# Best budget wireless mouse for laptop



## sahil1033 (Jul 26, 2013)

I own a Lenevo E49 and want to buy a wireless mouse for my laptop, it should be not more than 1.2k and should perform well on any surface.


----------



## deepakkrishnan (Jul 26, 2013)

1.2K would be an overkill for a budget wireless mouse. I bought a Dell wireless mouse for Rs 540/- from FK. You should check it out. 

Dell WM112 Wireless Optical Mouse - Dell: Flipkart.com


----------



## $hadow (Jul 26, 2013)

sahil1033 said:


> I own a Lenevo E49 and want to buy a wireless mouse for my laptop, it should be not more than 1.2k and should perform well on any surface.



specify the purpose of use a bit like gaming office work etc what will you do with it????


----------



## sahil1033 (Jul 26, 2013)

deepakkrishnan said:


> 1.2K would be an overkill for a budget wireless mouse. I bought a Dell wireless mouse for Rs 540/- from FK. You should check it out.
> 
> Dell WM112 Wireless Optical Mouse - Dell: Flipkart.com


till now, i've made up my mind for this mouse only.



$hadow said:


> specify the purpose of use a bit like gaming office work etc what will you do with it????

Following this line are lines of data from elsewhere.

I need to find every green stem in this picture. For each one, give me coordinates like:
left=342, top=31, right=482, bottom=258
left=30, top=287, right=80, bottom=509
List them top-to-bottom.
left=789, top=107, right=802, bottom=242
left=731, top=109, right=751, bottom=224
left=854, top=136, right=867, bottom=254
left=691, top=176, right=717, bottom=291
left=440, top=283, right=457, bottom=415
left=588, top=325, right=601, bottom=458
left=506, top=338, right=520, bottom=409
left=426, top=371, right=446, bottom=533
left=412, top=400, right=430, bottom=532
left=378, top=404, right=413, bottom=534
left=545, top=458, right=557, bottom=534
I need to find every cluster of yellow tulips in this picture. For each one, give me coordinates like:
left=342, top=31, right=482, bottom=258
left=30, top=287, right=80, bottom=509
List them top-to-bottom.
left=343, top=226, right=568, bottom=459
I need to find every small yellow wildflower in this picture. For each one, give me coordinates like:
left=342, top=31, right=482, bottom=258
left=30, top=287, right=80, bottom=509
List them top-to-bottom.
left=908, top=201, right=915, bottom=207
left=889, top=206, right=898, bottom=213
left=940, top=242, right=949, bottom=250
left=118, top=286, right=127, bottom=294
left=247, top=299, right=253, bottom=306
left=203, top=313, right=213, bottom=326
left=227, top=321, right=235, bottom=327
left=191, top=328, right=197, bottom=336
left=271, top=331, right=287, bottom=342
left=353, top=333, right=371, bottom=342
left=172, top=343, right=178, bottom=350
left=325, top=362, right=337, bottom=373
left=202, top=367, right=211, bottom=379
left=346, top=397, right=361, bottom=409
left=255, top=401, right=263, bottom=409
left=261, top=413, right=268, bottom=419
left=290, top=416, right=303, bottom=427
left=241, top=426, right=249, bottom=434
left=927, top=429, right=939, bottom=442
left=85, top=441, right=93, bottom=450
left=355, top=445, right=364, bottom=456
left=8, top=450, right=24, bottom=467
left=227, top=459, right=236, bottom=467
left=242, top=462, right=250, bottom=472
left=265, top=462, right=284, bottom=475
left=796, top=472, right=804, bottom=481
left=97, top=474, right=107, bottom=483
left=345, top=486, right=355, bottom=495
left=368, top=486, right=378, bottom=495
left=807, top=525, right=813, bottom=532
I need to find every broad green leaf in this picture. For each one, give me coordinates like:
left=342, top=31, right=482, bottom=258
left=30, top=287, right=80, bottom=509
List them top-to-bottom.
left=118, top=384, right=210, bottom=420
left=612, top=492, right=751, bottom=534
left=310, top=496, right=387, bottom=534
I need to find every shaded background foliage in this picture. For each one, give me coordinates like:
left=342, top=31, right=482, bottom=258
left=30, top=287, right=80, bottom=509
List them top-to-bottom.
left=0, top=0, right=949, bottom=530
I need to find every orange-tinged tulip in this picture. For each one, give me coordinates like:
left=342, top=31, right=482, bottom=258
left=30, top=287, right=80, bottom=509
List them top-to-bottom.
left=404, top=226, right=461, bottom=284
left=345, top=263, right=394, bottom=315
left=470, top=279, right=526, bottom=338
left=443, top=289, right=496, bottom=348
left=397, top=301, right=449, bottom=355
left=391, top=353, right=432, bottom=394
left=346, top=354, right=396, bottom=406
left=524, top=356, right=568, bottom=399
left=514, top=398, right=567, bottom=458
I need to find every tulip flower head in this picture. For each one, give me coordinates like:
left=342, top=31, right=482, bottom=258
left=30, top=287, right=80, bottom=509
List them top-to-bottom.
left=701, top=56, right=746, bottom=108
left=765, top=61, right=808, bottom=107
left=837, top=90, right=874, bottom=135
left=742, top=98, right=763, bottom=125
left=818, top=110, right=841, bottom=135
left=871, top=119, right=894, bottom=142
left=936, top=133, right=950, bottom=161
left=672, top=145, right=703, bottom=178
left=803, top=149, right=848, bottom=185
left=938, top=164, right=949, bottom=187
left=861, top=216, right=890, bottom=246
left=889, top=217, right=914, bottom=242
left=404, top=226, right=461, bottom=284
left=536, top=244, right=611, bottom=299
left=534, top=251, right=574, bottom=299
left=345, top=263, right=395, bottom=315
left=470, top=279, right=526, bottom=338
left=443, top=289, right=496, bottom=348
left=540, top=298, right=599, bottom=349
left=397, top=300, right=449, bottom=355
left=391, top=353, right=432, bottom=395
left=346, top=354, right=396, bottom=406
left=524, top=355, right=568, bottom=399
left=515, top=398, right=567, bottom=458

the thing is i'll be using it on places like desk, table, and even bed and the purpose would be gaming i guess, so suggest accordingly


----------



## gameranand (Jul 27, 2013)

For gaming wired Mouse are best. So if you are a gamer then get  a wired mouse. Cords are quite lengthy that I am sure of. Anyway if you are a casual gamer then you can go for Wireless mice and Dell one is just fine.


----------



## ankush28 (Aug 9, 2013)

if you consider wireless one then lenovo m6811 - 650/- or Logitech G300 - 1350


----------